Я опять зарыдала и закрыла лицо.
В это время Катя с Соней, веселые и мокрые, с громким говором и смехом вошли на террасу; но, увидав нас, затихли и тотчас же вышли.
Мы долго молчали, когда они ушли; я выплакала свои слезы, и мне стало легче. Я взглянула на него. Он сидел, облокотив голову на руки, и хотел что-то сказать в ответ на мой взгляд, но только тяжело вздохнул и опять облокотился.
Я подошла к нему и отвела его руку. Взгляд его задумчиво обратился на меня.

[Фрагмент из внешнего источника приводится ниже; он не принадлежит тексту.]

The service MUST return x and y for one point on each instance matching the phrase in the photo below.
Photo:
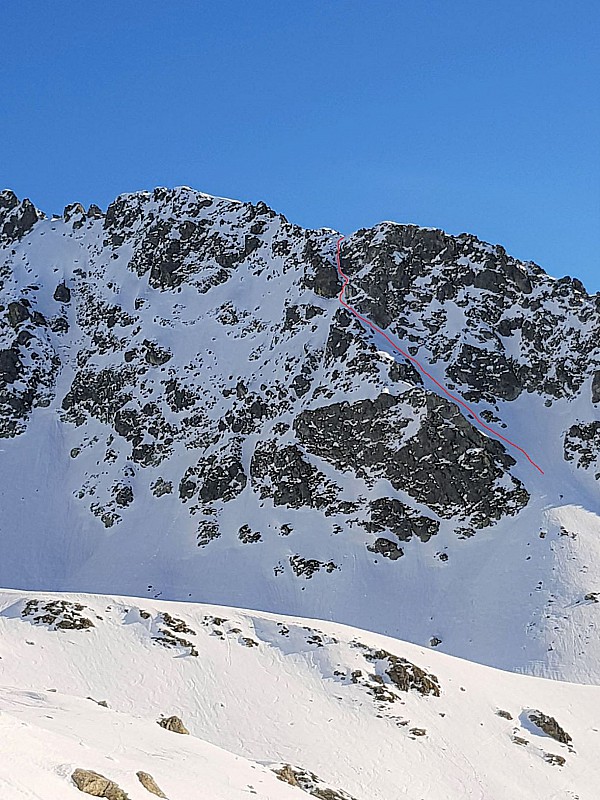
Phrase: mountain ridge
(216, 428)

– Да, – заговорил он, как будто продолжая свои мысли. – Всем нам, а особенно вам, женщинам, надо прожить самим весь вздор жизни, для того чтобы вернуться к самой жизни; а другому верить нельзя. Ты еще далеко не прожила тогда этот прелестный и милый вздор, на который я любовался в тебе; и я оставлял тебя выживать его и чувствовал, что не имел права стеснять тебя, хотя для меня уже давно прошло время.
– Зачем же ты проживал со мною и давал мне проживать этот вздор, ежели ты любишь меня? – сказала я.
– Затем, что ты и хотела бы, но не могла бы поверить мне; ты сама должна была узнать, и узнала.
– Ты рассуждал, ты рассуждал много, – сказала я. – Ты мало любил.
Мы опять помолчали.
– Это жестоко, что ты сейчас сказала, но это правда, – проговорил он, вдруг приподнимаясь и начиная ходить по террасе, – да, это правда. Я виноват был! – прибавил он, останавливаясь против меня. – Или я не должен был вовсе позволить себе любить тебя, или любить проще, да.
– Забудем всё, – сказала я робко.
– Нет, что прошло, то уж не воротится, никогда не воротишь, – и голос его смягчился, когда он говорил это.
– Всё вернулось уже, – сказала я, на плечо кладя ему руку.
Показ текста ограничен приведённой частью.